En
nuestras relaciones interpersonales exigimos que los demás nos traten con
respeto y comprensión, sin embargo, nunca nos detuvimos a pensar si nosotros
procuramos actuar bajo esos mismos parámetros de conducta. Quizás envueltos en
nuestras obligaciones, apurados y acelerados por el trabajo o la escuela, nos
volvemos egoístas, olvidando que los demás pueden decirnos o comunicarnos cosas
importantes para nuestra vida y crecimiento personal. Tener empatía es
preocuparse por los otros que nos rodean.

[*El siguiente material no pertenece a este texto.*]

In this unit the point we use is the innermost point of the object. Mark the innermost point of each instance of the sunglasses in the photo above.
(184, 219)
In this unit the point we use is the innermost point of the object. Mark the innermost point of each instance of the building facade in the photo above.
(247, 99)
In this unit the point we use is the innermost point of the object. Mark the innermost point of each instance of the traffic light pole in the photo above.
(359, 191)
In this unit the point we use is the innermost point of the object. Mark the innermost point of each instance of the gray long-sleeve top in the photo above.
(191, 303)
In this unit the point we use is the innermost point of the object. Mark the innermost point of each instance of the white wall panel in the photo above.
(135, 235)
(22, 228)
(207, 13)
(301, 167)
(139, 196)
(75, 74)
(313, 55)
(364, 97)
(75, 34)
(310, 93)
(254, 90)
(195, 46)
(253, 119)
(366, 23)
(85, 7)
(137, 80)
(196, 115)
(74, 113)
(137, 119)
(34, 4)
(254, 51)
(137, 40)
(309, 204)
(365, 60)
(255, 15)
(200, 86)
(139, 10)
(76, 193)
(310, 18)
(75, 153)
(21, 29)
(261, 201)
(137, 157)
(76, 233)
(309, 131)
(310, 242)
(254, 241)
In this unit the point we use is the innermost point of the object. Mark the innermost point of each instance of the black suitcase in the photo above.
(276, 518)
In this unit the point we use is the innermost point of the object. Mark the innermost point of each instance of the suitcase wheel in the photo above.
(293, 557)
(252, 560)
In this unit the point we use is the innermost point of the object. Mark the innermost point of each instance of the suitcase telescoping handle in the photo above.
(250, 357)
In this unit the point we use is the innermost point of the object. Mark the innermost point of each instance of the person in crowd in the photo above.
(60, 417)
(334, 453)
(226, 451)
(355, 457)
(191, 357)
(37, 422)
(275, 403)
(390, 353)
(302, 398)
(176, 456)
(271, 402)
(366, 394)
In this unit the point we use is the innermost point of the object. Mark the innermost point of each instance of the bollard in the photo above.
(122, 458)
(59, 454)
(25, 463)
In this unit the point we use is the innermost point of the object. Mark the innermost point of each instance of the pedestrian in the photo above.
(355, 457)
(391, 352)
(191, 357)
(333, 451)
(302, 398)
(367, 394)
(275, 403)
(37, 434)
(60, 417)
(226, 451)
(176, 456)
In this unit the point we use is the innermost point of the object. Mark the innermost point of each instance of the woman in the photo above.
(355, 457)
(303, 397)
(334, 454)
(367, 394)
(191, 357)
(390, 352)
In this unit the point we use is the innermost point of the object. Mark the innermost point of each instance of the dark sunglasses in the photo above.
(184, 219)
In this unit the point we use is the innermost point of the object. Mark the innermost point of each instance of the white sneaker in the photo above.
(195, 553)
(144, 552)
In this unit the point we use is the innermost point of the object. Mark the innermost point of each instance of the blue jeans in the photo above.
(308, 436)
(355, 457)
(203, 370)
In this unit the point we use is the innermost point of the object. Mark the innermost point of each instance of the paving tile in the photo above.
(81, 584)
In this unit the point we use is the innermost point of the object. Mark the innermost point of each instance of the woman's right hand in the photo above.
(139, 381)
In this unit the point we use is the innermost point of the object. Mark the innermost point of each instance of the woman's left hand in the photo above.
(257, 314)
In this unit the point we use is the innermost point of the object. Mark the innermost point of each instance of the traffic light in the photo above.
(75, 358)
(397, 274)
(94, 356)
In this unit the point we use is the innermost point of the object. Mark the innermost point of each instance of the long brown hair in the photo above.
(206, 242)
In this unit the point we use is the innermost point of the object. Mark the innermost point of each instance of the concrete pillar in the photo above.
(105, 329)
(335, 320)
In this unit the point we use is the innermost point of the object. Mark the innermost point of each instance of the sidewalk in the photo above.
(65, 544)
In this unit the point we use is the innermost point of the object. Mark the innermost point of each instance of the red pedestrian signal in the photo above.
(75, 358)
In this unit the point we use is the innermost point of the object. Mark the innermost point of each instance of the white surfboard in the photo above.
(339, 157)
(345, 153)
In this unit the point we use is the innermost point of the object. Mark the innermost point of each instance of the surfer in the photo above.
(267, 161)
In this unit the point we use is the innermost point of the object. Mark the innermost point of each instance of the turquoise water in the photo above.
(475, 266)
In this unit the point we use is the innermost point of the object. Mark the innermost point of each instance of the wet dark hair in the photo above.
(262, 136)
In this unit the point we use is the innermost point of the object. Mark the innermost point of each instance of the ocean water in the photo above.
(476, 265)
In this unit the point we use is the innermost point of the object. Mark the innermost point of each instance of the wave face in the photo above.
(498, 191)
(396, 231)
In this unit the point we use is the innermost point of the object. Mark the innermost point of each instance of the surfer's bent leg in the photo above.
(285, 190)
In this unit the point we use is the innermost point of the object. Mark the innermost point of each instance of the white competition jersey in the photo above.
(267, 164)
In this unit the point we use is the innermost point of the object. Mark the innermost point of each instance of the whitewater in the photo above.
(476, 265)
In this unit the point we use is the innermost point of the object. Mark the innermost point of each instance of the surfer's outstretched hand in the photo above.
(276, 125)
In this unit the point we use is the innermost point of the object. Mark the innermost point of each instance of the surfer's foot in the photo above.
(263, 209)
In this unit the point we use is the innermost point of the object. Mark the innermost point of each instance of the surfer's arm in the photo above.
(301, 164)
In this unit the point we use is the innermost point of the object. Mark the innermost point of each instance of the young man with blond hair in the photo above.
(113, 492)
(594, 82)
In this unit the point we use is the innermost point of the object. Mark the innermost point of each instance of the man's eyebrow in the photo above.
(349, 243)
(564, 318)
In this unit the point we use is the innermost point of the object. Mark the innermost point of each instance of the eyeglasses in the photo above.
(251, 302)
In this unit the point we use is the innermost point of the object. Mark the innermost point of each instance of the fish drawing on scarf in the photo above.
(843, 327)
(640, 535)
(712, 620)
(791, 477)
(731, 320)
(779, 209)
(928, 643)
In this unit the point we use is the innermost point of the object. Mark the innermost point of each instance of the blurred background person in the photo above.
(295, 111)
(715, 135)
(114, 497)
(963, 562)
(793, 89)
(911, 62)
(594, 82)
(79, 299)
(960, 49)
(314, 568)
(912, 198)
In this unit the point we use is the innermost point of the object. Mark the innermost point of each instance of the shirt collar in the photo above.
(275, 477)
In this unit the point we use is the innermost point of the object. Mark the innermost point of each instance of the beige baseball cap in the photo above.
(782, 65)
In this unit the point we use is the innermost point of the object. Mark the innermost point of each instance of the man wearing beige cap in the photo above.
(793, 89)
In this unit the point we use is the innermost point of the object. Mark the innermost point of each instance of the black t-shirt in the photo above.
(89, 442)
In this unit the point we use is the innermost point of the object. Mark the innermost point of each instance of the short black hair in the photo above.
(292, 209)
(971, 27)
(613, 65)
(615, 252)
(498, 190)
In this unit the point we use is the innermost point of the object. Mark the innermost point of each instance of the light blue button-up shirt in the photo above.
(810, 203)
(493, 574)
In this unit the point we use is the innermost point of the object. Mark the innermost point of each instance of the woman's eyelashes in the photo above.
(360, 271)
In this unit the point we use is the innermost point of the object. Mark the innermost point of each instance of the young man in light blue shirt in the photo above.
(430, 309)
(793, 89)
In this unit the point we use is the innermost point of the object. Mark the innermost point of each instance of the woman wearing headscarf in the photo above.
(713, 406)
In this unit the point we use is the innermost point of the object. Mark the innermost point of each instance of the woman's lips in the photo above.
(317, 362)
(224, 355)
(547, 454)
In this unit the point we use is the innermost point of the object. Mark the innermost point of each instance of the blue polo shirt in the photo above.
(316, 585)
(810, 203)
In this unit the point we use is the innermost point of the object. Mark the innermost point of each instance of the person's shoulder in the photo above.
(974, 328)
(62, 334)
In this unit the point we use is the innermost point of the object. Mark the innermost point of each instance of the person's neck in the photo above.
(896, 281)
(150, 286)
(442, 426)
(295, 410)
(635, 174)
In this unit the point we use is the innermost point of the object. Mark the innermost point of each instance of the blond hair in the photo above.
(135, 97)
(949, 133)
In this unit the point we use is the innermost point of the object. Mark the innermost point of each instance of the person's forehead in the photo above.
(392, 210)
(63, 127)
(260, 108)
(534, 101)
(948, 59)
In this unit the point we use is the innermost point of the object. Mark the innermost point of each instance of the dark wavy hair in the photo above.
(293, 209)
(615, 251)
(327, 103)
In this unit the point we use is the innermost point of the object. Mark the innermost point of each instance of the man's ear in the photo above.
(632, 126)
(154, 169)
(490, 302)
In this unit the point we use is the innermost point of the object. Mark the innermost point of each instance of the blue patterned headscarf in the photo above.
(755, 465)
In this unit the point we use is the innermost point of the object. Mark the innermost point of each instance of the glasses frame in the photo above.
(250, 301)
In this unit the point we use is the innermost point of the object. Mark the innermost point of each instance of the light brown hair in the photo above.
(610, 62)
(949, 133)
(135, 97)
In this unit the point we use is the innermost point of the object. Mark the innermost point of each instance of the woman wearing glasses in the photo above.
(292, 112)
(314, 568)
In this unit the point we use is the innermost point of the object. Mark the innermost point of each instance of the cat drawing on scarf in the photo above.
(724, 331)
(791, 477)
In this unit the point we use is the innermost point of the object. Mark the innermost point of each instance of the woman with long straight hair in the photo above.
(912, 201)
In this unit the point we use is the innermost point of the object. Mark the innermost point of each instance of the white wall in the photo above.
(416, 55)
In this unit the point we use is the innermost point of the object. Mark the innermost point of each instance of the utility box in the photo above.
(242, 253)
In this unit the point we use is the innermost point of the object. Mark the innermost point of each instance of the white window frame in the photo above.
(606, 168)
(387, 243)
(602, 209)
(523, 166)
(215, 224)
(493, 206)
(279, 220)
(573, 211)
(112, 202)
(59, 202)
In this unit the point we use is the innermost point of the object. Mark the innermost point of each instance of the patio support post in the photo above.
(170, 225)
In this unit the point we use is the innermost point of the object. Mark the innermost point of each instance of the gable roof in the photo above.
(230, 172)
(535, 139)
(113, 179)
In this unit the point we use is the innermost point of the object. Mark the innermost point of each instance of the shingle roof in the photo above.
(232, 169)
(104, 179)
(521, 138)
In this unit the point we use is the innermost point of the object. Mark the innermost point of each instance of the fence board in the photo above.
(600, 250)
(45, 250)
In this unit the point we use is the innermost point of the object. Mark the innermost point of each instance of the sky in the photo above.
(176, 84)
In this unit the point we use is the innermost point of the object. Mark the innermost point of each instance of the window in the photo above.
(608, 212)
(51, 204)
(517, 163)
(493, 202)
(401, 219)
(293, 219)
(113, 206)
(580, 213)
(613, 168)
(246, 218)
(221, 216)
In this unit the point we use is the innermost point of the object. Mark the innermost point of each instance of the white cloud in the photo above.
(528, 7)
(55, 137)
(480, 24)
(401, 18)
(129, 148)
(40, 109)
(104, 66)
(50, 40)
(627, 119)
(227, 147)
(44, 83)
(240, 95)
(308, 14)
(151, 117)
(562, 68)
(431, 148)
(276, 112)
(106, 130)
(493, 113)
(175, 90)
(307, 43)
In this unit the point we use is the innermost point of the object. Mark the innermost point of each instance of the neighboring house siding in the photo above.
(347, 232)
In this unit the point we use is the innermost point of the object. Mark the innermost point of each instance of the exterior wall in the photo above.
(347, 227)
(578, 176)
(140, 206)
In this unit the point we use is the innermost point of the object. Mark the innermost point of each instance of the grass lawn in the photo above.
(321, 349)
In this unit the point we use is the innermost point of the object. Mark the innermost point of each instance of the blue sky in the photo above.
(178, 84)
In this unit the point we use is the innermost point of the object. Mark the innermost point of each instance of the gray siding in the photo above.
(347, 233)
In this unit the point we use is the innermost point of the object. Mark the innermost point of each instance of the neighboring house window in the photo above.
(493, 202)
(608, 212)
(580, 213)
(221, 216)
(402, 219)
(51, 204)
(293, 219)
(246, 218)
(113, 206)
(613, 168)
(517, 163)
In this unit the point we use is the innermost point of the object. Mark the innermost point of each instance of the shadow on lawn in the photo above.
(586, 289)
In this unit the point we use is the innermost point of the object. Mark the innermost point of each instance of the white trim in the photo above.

El valor de la empatía nos ayuda a recuperar
el interés por las personas que nos rodean y a consolidar la relación que
tenemos con cada una de ellas. La empatía supone un esfuerzo para reconocer y comprender los sentimientos y
actitudes de las personas, así como las circunstancias que los afectan en un
momento determinado.
Practicar
el valor de la empatía es hacer todo lo posible por agradarle a los demás, por
caerle bien. Aunque no significa que seamos una veleta que comparte todo lo que
los otros hacen, con la intención de caerle bien. Un liderazgo sólido se
fundamenta en una correcta empatía. No es cuestión de agradar con favores o
expresiones bonitas, es cuestión de ganarse la simpatía de los otros con hechos
reales.
La persona
que mejor practica la empatía es aquella que practica la solidaridad, la
entrega a los demás. Pero muy especialmente cuando el otro descubre que aquel
lo hace con la intención real de servir. La empatía es ese roce, esa atracción
que se siente por alguien, por su actitud, por su desprendimiento o su
intrepidez ante cualquier situación que se presenta.
La empatía
es un valor que se practica independiente de nuestro estado de ánimo y
disposición interior. Se facilita en la medida que conocemos a las personas, la
relación frecuente nos permite descubrir los motivos de enojo, alegría o
desánimo de nuestros semejantes y su modo de actuar. La familia, los líderes
comunitarios y los funcionarios del gobierno necesitan una amplia dosis de
empatía para tener una gestión mucho más eficiente.